The house was finally peaceful.
Everyone was gone.
No more Aziza hugging at her legs.
No more Leah or Salim to clean up after.
No more Shafiq, either.
Just the sound of a car passing outside and the shouts of a group of boys playing.
Kathmiya slept.
The next day, she shopped for too much food at the market and cooked too many orange lentils with rice for one person. After dinner, she ate a few of the narrow pistachio nuts from Turkey that Salim favored.
But he didn’t come back.
No one came back.
The following day she went out just for air. Only to walk. She couldn’t remember the last time she had felt so free. But it was an uncomfortable gift, purchased at the cost of Leah’s pain.
Kathmiya stopped at different booths in the marketplace, pausing to look at the goods she could never own: the glowing copper pots, the sparkling silver, the books she might hope to read but couldn’t afford to buy. In the dingy gray dress she wore, she was obviously too poor, too Midaan, too outcast to be a customer.
Day after day, she meandered further through the city, watching men in cafés, purchasing a sour yoghurt drink on the street, picking up a newspaper someone else had left behind. Her mind was filled with thoughts of all she’d seen by the time she got home, but it was not full yet, and she flipped through Salim’s magazines, imagining the world beyond. Could she go to Baghdad someday? Kathmiya had left the marshes against her will, but now she wondered whether she might one day strike out just to travel. To busy cities where people didn’t know her past and would let her have a future.
The ability to read letters and write phonetically did not exactly translate into literacy, but Kathmiya could make out some signs in shop windows. One said, “Dresses from Baris.” She wondered who Baris was. The styles were classy; beautiful but not overstated, not strange.
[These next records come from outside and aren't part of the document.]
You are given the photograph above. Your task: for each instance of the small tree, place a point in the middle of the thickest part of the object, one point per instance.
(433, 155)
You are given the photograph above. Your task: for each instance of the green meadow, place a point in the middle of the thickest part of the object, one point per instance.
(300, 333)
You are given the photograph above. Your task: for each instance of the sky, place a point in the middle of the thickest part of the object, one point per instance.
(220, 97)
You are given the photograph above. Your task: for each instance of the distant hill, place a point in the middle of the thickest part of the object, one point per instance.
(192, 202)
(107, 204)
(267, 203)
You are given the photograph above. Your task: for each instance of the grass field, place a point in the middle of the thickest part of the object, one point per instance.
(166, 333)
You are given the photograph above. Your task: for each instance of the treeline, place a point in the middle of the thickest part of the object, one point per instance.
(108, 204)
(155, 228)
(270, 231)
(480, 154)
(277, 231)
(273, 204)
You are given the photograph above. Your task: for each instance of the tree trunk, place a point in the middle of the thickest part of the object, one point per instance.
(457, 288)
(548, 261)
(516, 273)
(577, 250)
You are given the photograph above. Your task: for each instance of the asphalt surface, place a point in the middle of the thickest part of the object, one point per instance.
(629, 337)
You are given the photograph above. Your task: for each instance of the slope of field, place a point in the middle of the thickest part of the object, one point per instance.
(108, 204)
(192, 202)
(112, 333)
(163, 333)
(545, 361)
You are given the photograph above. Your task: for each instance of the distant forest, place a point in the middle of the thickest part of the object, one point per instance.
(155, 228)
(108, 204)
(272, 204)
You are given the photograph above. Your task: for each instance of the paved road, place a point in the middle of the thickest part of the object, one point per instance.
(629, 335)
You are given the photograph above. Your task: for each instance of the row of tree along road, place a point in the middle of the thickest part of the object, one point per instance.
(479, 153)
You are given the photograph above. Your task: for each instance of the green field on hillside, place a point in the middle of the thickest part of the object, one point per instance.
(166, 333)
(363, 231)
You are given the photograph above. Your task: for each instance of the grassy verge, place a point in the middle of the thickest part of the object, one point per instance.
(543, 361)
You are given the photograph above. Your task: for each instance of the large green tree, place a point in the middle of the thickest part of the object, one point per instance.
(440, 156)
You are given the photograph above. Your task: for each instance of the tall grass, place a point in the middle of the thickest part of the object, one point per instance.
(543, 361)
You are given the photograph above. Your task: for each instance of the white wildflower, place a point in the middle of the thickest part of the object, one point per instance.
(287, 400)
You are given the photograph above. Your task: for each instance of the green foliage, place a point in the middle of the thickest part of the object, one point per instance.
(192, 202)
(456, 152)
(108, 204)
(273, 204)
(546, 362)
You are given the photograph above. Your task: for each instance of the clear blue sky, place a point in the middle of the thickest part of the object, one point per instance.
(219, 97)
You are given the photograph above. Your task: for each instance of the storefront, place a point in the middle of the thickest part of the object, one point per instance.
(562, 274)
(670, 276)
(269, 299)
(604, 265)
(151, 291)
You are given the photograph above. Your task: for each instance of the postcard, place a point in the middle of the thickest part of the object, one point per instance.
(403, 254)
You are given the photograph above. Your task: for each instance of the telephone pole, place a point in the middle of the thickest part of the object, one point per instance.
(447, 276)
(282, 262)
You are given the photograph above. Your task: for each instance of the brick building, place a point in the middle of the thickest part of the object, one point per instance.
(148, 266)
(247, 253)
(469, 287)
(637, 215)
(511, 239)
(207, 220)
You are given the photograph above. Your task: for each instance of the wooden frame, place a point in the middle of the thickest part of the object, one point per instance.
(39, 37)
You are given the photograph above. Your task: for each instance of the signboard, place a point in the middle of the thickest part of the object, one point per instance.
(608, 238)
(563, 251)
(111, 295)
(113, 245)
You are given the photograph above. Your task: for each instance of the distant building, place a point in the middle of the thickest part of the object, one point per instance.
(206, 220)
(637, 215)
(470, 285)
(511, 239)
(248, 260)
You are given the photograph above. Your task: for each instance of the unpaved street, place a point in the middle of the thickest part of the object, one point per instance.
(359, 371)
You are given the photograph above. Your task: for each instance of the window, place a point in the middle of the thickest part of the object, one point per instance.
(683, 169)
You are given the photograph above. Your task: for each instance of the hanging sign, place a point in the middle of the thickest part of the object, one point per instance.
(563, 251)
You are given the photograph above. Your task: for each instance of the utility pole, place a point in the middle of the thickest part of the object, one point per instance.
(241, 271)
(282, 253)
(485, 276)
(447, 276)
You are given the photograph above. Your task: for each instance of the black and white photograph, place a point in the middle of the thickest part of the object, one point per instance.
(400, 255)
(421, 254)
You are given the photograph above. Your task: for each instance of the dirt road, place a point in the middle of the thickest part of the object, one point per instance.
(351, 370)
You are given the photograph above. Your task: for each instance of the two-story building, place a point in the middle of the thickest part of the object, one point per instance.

She walked by the shop a half dozen times, trying to appear casual while she studied the dress she liked best, with its bell-shaped sleeves, high neckline and long, flouncy skirt. Modest but still fun. She would have liked to buy it but that was impossible.
Oh, well, she thought. It’s ugly anyway.
But she couldn’t forget the dress. The next day she purchased three yards of a deep burgundy-colored cotton, evenly hued, with none of the light and dark washes left by the vegetable dyes used in the marshes.
All the sewing she’d done her entire life, never once had it been for fun. For herself. Kathmiya was starting to see that on the other side of solitude lay freedom.